Toute l’action se passe alors sur une plage, cernée d’une muraille infranchissable de rochers, seulement accessible par un étroit canyon que les personnages ne peuvent prendre en sens inverse – belle idée minimaliste : toute tentative de retour en arrière se solde par le surgissement d’un fond noir, et un retour à la case départ. C’est là que, peu à peu, se dévoile par un faisceau d’indices la « règle » qui dicte ce cadre : une année s’écoule en trente minutes. De ce principe, Shyamalan tire un récit oscillant entre horreur et humour, qui distille autant un trouble persistant qu’il n’opère un glissement subtil vers la parodie (le film est parfois vraiment très drôle). Ce que le cinéaste organise autour de la maturation express des enfants est ce qu’il y a de plus réussi : tout y est affaire de hors champ et de corps adolescents filmés en amorce ; leur mutation transparaît d’abord par le surgissement de leurs voix, qui ne semblent plus tout à fait les mêmes, et les regards incrédules que les adultes posent sur eux. Le film est alors à son meilleur, entre le Buñuel de L’Ange exterminateur et un héritage lointainement tourneurien dans la manière de figurer l’invisible (le film, d’une certaine manière, opère une synthèse entre deux films précédents de Shyamalan : Phénomènes et, pour la fin, Le Village). Très beaux aussi sont ces champs-contrechamps entre Prisca (Vicky Krieps) et Guy (Gael García Bernal) au seuil de leur vie, où les rides des époux semblent fleurir d’une coupe à l’autre.
Tâtonnements
Mais cette expérience produit également un certain nombre d’idées moins convaincantes. Un peu à la manière de Split, Shyamalan opère un resserrement du lieu et de l’action, qui n’est pas sans occasionner ici un certain délitement de ce qui fait le sel de son cinéma.
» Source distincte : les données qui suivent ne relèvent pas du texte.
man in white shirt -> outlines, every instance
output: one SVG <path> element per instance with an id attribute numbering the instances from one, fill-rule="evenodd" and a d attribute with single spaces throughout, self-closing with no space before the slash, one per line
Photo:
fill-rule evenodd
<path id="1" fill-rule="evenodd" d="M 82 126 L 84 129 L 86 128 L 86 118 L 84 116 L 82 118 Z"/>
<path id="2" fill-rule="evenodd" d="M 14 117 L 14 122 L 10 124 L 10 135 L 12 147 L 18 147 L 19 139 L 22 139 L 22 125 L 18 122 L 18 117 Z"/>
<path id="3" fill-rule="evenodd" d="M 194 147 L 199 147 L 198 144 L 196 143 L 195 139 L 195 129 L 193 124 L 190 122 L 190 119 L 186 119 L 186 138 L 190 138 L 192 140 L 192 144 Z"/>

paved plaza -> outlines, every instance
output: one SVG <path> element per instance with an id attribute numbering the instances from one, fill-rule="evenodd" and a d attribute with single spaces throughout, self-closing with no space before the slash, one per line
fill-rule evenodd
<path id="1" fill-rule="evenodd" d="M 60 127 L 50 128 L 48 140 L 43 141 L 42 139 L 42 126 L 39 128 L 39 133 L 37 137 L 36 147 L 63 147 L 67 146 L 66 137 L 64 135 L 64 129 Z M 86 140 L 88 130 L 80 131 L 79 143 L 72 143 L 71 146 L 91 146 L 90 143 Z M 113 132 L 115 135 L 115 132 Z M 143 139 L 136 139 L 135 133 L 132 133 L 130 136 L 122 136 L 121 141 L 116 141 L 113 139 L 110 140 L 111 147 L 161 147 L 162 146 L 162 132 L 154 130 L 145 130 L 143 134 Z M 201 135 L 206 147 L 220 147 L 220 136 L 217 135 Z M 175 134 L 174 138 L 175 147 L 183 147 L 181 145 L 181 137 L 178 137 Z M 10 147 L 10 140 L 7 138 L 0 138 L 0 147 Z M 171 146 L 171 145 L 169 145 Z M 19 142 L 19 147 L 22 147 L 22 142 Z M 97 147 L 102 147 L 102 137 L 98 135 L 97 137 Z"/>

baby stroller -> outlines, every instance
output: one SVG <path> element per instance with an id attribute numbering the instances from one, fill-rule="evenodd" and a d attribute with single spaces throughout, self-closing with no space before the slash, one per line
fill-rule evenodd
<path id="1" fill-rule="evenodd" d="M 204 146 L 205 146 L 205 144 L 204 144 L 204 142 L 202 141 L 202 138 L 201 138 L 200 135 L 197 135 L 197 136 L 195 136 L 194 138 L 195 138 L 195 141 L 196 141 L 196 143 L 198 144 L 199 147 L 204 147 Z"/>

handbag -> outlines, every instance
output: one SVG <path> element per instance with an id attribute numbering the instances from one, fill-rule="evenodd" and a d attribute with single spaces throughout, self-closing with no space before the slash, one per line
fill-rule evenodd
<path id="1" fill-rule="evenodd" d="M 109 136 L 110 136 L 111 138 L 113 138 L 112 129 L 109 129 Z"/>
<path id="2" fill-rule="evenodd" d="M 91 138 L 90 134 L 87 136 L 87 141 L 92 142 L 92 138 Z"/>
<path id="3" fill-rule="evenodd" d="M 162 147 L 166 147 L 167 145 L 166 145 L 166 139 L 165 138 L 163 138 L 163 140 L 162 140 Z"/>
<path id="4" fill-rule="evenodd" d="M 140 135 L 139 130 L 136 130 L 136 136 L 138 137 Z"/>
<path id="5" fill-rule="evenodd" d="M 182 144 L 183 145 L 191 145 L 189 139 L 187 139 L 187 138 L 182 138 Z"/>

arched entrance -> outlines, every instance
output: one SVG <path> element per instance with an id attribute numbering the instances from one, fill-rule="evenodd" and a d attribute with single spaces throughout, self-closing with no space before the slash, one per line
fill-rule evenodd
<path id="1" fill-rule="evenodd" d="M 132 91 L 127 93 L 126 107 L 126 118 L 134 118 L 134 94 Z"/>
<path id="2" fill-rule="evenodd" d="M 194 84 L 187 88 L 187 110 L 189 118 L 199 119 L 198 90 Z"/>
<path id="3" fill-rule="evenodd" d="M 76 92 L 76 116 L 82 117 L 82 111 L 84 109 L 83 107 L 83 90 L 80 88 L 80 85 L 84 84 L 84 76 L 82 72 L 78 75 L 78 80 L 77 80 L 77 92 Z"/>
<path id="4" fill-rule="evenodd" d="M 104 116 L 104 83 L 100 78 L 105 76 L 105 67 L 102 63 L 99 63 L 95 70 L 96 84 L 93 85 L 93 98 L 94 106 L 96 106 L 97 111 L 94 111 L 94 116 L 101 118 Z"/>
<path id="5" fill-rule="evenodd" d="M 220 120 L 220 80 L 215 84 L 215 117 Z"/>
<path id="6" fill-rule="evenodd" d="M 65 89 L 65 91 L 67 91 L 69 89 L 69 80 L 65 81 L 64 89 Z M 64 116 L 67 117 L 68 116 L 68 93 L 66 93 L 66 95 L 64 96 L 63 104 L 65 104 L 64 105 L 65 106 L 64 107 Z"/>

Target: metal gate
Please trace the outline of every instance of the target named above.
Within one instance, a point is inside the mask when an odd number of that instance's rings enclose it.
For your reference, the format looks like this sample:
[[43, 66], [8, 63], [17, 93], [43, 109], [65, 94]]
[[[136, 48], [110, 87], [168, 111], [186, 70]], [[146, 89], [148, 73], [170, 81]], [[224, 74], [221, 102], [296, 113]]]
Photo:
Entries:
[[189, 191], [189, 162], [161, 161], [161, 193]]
Cette plage, en dépit de ses particularités dont joue l’écriture, s’apparente par moments à une forme de décor pur, un lieu clos et replié sur lui-même où la fiction peut se livrer à un jeu narratif prenant parfois le pas sur la mise en scène. On a de fait jamais vu un film de Shyamalan aussi relâché, prompt, là encore, à expérimenter des idées visuelles (la myopie de Guy et la surdité partielle de Prisca), à multiplier des effets peu fréquents dans son cinéma (une surimpression de la muraille rocheuse sur les visages des prisonniers) mais aussi à s’amuser de trouvailles scénaristiques (la grossesse et l’accouchement d’une petite fille devenue adulte trop rapidement). Entre deux saillies, le film égraine des pistes sous-investies (une jeune femme au corps parfait qui se transforme progressivement en sorcière monstrueuse) ou des visions ratées (la figuration, en accéléré, d’un corps gangrené par le tétanos), auxquelles s’ajoute une dernière partie moins inspirée, et un dénouement pour le coup franchement décevant, où les tâtonnements du cinéaste jurent avec l’ouverture si tenue – sentiment inédit chez Shyamalan : on dirait qu’il ne sait pas comment conclure son film. Autrement dit, Old est – beau paradoxe, au regard de son titre – une forme de cure de jouvence (le modus operandi de « l’essai ») inaboutie. Insuffisant pour parler de crise, même s’il faut concéder que l’on attend d’un cinéaste aussi accompli que Shyamalan autre chose qu’une expérience quelque peu brinquebalante.